In this script, the llama 3.1 LLM was used with the help of Ollama to run the LLM locally Go to https://ollama.com/ and install ollama Choose an LLM, run the following command in the terminan/cmd in order to download the LLM
ollama pull llama3.1
To test, run the following and type a prompt:
ollama run llama3.1
Create a folder/directory named Extracted_Data, place all the files you want to train your LLM on in this case, we will be using well documented PLEXOS API code.
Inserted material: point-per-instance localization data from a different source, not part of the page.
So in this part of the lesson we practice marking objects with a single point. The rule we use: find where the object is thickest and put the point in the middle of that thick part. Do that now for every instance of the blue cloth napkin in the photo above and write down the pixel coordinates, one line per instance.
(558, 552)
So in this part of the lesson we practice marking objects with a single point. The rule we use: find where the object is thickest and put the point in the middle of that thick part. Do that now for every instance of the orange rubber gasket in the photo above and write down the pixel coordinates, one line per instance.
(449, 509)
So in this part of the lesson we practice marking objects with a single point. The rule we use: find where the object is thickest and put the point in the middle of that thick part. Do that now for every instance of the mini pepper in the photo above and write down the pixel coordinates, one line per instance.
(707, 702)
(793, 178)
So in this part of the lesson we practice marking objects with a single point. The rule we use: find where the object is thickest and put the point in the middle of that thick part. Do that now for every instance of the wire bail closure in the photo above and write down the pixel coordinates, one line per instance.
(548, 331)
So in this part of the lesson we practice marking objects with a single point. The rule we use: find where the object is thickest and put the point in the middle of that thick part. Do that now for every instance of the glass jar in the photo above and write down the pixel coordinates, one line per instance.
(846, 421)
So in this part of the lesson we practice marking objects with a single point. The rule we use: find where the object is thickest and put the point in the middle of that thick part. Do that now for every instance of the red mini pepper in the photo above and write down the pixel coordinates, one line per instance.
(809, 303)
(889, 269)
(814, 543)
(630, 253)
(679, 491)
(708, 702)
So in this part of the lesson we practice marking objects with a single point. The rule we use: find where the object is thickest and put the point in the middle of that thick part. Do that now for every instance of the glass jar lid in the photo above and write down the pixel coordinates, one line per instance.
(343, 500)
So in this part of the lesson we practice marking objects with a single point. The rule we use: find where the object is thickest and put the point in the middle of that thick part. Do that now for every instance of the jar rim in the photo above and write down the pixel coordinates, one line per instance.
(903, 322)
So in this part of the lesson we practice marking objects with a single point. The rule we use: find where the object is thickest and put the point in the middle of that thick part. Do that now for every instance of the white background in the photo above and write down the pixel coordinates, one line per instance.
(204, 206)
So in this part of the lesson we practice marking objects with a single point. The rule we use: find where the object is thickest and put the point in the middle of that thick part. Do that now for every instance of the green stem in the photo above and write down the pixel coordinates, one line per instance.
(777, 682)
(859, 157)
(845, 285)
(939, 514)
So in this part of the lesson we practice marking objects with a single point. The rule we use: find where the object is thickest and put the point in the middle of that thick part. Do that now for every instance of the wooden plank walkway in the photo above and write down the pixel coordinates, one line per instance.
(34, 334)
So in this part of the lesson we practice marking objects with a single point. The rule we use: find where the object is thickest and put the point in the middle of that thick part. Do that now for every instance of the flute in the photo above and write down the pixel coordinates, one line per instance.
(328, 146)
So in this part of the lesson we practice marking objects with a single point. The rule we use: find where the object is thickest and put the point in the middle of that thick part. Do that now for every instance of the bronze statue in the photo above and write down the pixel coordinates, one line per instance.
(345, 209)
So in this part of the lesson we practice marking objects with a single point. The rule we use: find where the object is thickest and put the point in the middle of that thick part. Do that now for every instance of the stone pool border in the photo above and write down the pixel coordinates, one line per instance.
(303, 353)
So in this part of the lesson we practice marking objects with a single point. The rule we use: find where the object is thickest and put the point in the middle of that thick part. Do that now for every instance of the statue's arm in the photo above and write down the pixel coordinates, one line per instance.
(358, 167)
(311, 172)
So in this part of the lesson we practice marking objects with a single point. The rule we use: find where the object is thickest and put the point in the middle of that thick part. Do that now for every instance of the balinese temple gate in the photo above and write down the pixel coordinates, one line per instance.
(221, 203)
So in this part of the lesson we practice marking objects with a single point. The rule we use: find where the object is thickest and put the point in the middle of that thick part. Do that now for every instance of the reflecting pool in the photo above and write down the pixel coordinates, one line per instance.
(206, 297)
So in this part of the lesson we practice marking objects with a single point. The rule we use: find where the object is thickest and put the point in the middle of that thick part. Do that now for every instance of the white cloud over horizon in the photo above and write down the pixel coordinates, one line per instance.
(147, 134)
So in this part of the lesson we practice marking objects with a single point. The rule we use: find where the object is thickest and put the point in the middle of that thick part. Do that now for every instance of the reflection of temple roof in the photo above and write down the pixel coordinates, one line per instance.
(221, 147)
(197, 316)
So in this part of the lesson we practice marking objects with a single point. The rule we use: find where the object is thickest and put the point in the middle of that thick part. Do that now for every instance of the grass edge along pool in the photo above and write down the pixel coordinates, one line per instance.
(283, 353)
Install the following dependencies
pip install llama-index
pip install llama-index-llms-ollama
pip install llama_index.embeddings.huggingface
note if you are using windows you have to do this extra step:
pip uninstall torch
pip install torch==2.2
The RAG.py has three functions
construct_index()
this function takes in a dirctory path, loads the files, then generates an index
and saves it in the model Folder/Directory
load_index()
this function takes the model Folder/Directory from the storage returns it as an index
save_to_excel():
Saves query results to an Excel file. If the file exists, it prompts whether to append or overwrite.
The first time using the program you must call the construct_index() to create an index. After it has been created you can call the load_index() instead.
You can type a prompt press enter and a answer will be generated. It will ask if you want to save it by typing yes/y. After you create enough data, we can upload this data for it used to fine tune a model.